When you grow up, you look at the world around you and for some strange reason assign a permanence to it. Your mother will always be there for you. The custard stand two blocks away will always be there to satisfy your sugar cravings and the mini-golf course next to the custard stand will always be there for your birthday parties. It’s a delusion that gives comfort. All of the places and all the adults you know – some you love – as a child will in fact eventually disappear. Well, not all. The custard stand of my childhood is miraculously still there.
This month a famous rabbi I knew a bit died, Abraham Twerski. I’d see him occasionally as a child, most commonly on the Jewish holiday Simchas Torah. Like me, he came from Milwaukee. Like me, he left Milwaukee to pursue his intellectual passions. His father, Rabbi Jacob, was my childhood rabbi and gave me my bar mitzvah lessons.
Here’s a video of Abraham’s father with my grandfather and some others I remember from my past, all gone.

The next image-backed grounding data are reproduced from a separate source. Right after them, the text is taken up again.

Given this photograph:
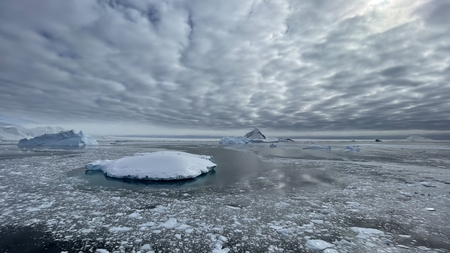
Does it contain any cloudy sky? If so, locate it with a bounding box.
[0,0,449,136]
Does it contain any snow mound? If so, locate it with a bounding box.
[219,136,251,145]
[406,135,434,142]
[244,128,266,139]
[18,130,98,147]
[304,145,331,150]
[0,126,32,141]
[85,151,217,181]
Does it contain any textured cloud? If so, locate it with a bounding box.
[0,0,449,134]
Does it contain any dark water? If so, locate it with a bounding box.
[0,225,83,253]
[71,146,338,190]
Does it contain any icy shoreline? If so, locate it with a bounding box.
[0,141,449,252]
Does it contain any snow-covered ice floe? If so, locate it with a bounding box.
[219,136,251,145]
[18,130,98,148]
[86,151,216,180]
[304,145,331,150]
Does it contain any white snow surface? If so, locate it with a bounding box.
[0,126,32,141]
[18,130,98,147]
[219,136,251,145]
[86,151,216,180]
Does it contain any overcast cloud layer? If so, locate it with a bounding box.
[0,0,449,134]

Here’s an audio of Rabbi Jacob Twerski singing my bar mitzvah Haftorah portion.
Rabbi Jacob spoke a Ukrainian Yiddish and read Hebrew with a Ukrainian Jewish accent. He came to the US a decade before World War II began. His oldest son, Abraham, was born the following year. His synagogue, built in the 1950s, was filled almost entirely with Holocaust survivors, including my parents. Like my childhood custard stand, the synagogue, too, is miraculously still around, Here’s a recent picture of it, refurbished with funds from a Holocaust survivor and a landsman of my father.
As a kid, I was tapped to be an occasional cantor and would sing in this synagogue. It’s tiny, but back in the day I thought it was as big as Madison Square Garden. I was certain I’d be a cantor or, after I heard Richard Tucker sing at a local wedding, an opera singer as an adult. My eventual atheism got in the way of being a cantor and my post-puberty inability to hit a high C got in the way of making it to the Met. But I could still hit a high C (and higher) the year of my bar mitzvah.
The hour before I would have my bar mitzvah lessons was when Jacob Twerski had his daily hour of counseling. He was renowned for this. Judges and lawyers would tell people, including some gentiles, “Go see Twerski. If he can’t help, then come back to me.” But mostly the people who came were Polish and Ukrainian Jews and they would always have their counseling in Yiddish.
I would come to my lessons fifteen minutes ahead of time. The French doors leading to the rabbi’s office were always open. I’d sit outside and listen. I heard of bad marriages, bad children, and bad business partners. Then I’d listen to the rabbi’s advice. It was all eye opening.
One time my grandfather’s old business partner was there. They’d split up amicably years before. I heard all the troubles he had with his wife. When he got up to leave, he saw me and turned red. “Teyvoo’s grandson heard everything!” he shouted out.
“Him? No worries. He doesn’t know a word of Yiddish,” the rabbi said.
“Teyvoo’s grandson doesn’t know Yiddish? Impossible!” he shouted out in Yiddish.
“Tell Mr. X, Shtuleh. Do you know Yiddish?”
“Not a word. I never learned it.”
“See! You have nothing to worry about.”
Then I understood. The rabbi wanted me to listen to all of these stories. This was my real education. The actual bar mitzvah lesson was just paperwork.